Lector querido: La semana pasada –el viernes– me dio un tramafat (término médico acuñado por Héctor Suárez, en el siglo pasado). El tramafat es algo así como un ataque, como la calambrina o una especie de supiritaco inespecífico.
En pocas palabras, ya me estaba cargando el pintor, pero mi fortaleza mental y espiritual y la majestuosa agilidad amorosa de mi vecina hicieron posible que yo siga aquí, en este valle , en este moreno valle, en el que sobrevive el que tiene más saliva p´a tragar pinole (diría mi abuela).
Sirvan estas palabras para agradecer a mis amorosos parientes que me acompañaron en este trance. Trance heroico, heroico, porque llegar a un hospital de urgencias, donde el tráfico, las señalizaciones y el respeto al manejador de junto han desaparecido de nuestra angelical Puebla, haciendo ver a chilangolandia como la ciudad ejemplo de cortesía y de respeto irrestricto.
La verdad es que un buen tramafat sacude a no sólo al que lo sufre, sino al que te ve cómo te vas poniendo como sirio del Señor de Las Maravillas, pálido y ojeroso.
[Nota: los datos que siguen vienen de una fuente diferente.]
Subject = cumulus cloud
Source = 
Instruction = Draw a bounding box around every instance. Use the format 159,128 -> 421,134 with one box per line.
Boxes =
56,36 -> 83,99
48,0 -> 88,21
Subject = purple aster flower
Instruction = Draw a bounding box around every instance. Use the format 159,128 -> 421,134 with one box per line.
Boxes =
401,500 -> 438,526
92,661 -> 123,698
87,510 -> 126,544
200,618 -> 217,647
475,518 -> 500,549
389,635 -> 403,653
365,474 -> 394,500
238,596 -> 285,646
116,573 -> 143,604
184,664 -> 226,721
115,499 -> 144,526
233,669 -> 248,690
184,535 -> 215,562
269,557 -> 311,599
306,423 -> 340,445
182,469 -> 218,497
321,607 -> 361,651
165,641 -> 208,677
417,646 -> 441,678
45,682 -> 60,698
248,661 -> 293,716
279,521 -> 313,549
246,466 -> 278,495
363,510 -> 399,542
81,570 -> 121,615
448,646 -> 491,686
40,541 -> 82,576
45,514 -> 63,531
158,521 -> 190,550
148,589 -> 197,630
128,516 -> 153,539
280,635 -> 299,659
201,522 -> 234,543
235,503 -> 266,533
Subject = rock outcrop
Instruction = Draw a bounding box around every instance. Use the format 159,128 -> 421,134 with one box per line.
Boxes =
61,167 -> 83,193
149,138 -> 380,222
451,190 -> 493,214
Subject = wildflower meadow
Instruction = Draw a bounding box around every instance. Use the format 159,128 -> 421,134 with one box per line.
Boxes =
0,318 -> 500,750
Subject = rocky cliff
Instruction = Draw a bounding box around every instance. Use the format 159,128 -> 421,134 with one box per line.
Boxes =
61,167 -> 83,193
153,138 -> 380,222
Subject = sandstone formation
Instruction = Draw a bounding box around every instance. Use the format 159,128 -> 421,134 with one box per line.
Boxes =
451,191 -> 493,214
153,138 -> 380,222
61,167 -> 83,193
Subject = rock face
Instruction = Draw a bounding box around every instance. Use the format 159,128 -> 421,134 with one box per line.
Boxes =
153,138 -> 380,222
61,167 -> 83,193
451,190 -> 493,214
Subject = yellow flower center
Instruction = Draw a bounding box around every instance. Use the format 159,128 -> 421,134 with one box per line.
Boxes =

Sudas frío y los ojitos, como que bailan a ritmo de samba de los ochentas.
En fin, por poco y no me tocan las elecciones, elecciones que sin duda provocarán un buen de tramafats a varios angelicales suspirantes al dólar y a la manipulación.
Cuando me dio el tramafat recordé que años atrás, ya había pasado por ese trance, por lo que llegué a la conclusión de que eso de morir “no es cosa del otro mundo” –diría Otaola, el connotado escritor sudamericano; aunque debo reconocer que, por muy bragado que seas, sí da un poco de ñáñaras, porque escuchas la voz de tu atribulada conciencia a la que no le ves la cara de macehual.